Cuckold is currently used in two senses.
Traditionally, a cuckold is a man whose wife has been having an extramarital affair. It only applied to men because it was bound up with retrograde notions of male ownership of women. (In the 16th and 17th centuries, women in analogous situations were sometimes called “cuckqueans,” but this word is considered archaic today.) To be made a cuckold was regarded as a extreme humiliation as it implied that you were such a weak loser that you could even protect your most intimate possession from “theft.” (To call a man a cuckold is a traditional insult in Europe akin to the contemporary “f— you.” It even has it’s own hand gesture.)

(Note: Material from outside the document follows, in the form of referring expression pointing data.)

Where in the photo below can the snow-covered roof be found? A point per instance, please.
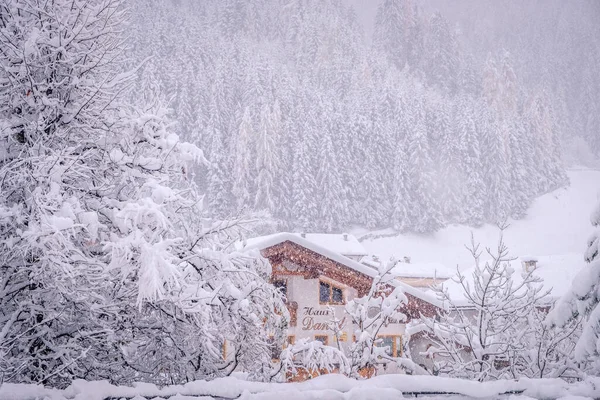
(272, 240)
(343, 243)
(557, 272)
(414, 270)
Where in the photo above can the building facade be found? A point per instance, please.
(318, 283)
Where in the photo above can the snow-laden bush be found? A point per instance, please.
(582, 301)
(497, 332)
(110, 268)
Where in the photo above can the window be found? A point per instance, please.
(323, 339)
(329, 294)
(273, 348)
(393, 343)
(281, 286)
(291, 340)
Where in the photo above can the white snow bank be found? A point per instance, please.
(556, 223)
(556, 273)
(323, 387)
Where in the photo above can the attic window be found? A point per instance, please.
(330, 294)
(281, 286)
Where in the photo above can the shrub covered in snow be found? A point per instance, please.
(109, 266)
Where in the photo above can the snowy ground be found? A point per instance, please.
(557, 223)
(329, 387)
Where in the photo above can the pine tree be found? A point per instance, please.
(242, 161)
(582, 301)
(109, 265)
(267, 159)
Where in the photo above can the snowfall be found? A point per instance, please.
(555, 232)
(557, 224)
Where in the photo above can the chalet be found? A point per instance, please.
(319, 274)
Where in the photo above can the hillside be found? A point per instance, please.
(556, 223)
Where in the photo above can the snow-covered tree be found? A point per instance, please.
(110, 267)
(484, 335)
(582, 301)
(311, 357)
(369, 314)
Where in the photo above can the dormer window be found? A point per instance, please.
(281, 286)
(330, 294)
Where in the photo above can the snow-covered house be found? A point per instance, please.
(318, 281)
(419, 275)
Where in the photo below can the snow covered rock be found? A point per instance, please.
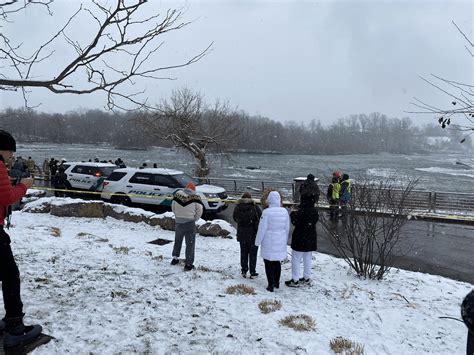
(215, 228)
(90, 210)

Modern fetish cuckolding is a form of BDSM role-play in which a committed couple eroticizes the conditioned fears and cultural baggage they have about gender roles, sexual fidelity, and emotional intimacy in the relationship. If the play moves beyond the couple’s fantasy bedroom talk to involve people it may be considered a form of swinging or polyamory depending on your definitions of those things and the specifics of the external relationships. But what distinguishes fetish cuckolding from other forms of multiple partner sex is that the man is diriving a sexual thrill from the emotional and/or psychological pain of the idea that his wife is having sex with another. If there isn’t some sexual stimulation related to feelings of shame about that; to the notion that he is deprived, cheated, failing, etc. It isn’t cuckolding. (So, for instance, people truly committed emotionally to “free love” cannot be fetish cuckolded, as they do not feel any sense of jealousy, humiliation, or loss at the idea of their primary partner having sex with others.)

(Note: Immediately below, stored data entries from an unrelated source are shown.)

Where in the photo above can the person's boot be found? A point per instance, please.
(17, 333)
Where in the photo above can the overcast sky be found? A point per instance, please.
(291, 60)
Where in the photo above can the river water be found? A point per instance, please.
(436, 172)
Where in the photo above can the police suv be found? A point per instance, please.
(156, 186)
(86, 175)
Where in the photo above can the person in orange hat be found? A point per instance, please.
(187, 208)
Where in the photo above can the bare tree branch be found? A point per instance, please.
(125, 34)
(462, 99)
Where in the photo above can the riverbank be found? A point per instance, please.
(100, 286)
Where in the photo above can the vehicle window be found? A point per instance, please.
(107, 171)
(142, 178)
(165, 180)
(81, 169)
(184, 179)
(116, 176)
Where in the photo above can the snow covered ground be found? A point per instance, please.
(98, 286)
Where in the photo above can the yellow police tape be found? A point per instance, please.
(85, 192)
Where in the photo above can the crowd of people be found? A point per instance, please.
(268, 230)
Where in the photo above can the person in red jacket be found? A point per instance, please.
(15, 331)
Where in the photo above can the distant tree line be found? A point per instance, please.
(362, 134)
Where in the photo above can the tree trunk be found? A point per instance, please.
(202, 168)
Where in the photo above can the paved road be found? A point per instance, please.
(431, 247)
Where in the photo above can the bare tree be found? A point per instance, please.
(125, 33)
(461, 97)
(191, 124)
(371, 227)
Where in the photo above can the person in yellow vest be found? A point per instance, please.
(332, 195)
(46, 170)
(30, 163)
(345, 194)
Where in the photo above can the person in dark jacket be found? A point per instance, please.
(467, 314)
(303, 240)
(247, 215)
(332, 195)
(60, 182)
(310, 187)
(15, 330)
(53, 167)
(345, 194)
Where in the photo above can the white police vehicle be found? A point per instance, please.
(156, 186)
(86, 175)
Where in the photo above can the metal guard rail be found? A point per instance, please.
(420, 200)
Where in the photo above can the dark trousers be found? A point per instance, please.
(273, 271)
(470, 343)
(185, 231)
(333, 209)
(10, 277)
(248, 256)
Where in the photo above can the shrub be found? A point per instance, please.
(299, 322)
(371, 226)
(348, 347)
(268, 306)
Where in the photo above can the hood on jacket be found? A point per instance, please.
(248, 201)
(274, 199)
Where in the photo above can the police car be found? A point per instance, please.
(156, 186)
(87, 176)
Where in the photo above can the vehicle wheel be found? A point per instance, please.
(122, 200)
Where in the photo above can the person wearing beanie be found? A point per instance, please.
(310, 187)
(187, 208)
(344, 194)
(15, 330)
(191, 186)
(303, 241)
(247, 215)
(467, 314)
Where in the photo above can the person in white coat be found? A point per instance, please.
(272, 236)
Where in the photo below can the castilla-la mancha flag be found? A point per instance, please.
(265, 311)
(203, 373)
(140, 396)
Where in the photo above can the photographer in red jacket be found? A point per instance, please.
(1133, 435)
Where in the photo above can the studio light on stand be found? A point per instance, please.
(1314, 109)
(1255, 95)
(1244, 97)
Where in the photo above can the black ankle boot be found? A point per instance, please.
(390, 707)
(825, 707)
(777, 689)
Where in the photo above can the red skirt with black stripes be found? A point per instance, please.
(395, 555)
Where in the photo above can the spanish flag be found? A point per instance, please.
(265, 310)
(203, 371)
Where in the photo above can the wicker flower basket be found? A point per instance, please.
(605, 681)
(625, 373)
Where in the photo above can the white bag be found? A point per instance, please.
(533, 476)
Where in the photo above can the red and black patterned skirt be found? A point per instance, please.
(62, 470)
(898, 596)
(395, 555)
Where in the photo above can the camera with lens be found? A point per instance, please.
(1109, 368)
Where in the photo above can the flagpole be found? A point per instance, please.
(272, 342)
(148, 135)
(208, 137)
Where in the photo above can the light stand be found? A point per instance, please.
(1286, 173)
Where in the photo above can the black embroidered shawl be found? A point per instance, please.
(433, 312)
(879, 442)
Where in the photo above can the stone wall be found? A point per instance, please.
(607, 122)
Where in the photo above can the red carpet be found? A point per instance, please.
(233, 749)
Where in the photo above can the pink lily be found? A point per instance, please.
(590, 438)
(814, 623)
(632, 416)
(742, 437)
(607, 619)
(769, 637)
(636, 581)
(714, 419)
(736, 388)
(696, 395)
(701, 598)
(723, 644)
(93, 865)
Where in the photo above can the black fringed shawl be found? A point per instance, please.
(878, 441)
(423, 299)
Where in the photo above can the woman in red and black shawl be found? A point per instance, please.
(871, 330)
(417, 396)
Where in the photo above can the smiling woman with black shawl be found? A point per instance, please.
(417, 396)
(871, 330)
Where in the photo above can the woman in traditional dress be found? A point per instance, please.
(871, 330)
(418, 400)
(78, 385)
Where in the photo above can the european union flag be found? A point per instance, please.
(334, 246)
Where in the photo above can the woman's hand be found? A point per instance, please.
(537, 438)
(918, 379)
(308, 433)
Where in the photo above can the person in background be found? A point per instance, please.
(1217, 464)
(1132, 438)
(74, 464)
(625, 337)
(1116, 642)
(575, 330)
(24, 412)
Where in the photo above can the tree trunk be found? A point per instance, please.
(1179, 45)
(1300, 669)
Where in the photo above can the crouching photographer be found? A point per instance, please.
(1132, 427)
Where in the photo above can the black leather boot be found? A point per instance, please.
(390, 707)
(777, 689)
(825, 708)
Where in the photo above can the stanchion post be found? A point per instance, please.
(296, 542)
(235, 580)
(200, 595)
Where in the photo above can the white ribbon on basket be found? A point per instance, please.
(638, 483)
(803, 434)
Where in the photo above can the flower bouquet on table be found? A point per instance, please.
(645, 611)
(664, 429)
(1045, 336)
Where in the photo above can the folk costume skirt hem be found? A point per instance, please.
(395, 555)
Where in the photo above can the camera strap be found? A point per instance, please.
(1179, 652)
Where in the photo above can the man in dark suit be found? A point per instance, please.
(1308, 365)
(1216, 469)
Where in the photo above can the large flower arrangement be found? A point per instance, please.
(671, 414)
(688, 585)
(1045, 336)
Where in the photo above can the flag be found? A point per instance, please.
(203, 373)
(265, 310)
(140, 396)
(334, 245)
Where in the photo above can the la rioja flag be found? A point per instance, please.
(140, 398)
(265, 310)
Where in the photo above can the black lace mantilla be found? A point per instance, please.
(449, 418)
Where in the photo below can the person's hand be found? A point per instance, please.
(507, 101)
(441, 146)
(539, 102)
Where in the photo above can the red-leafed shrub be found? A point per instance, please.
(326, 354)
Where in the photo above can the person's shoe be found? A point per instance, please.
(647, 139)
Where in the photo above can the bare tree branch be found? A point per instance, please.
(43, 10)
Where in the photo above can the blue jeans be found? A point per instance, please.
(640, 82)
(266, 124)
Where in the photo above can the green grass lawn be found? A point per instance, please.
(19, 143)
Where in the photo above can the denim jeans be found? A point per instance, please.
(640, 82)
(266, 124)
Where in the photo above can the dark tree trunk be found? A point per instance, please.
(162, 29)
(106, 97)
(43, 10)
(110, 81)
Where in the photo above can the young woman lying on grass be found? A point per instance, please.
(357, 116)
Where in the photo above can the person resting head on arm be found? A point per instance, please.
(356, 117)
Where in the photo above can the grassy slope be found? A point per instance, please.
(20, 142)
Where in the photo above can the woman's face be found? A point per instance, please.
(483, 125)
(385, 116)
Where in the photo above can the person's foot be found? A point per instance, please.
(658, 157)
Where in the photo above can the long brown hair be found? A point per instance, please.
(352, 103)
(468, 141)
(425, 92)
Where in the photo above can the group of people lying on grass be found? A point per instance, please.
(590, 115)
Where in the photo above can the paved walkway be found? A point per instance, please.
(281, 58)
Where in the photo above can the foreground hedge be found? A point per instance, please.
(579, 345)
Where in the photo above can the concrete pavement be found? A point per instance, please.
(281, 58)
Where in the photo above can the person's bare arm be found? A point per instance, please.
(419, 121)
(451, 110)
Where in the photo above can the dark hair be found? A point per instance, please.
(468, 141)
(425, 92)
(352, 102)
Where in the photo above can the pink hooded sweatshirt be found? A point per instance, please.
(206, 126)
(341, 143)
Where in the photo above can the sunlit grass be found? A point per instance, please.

The fundamental difference between fetish cuckolding and the traditional usage (which is still standard outside of the fetish and alternative lifestyle communities) is that the man (1) a knowing and willing/accepting accomplice in the arrangement, (2) getting sexual and/or psychological gratification from it. In traditional usage, a man who knew of and was at peace with his wife’s continuing infidelity was called a “wittol” (From “wise,” in the sense of knowing, cuckold.) That this word is not used in fetish cuckolding emphasises its BDSM aspect; part of the fun is the idea of compulsion to her desires, or a better (“real”) man, or your own base uncontrollable needs, etc. In another interesting modernization from traditional usage, the woman is described as having “cuckolded” her man, whereas traditionally the woman’s new paramour would be described as the active party – “I’ve been cuckolded by Arthur, the fishmonger” – the wife being regarded more as property. Although the cuckold prototypically (and usually) refers to a married couple where the wife has sex outside the marriage, the evolution of relationships in our time has led to its extension to non-married couples, same-sex couples, and even to situations where the man is the polygamous partner. While any committed couple can play kinky psych games with trust and intimacy, however, only a case of male submission unlocks the deep cultural baggage of the meaning of masculinity that is at the heart of the fetish.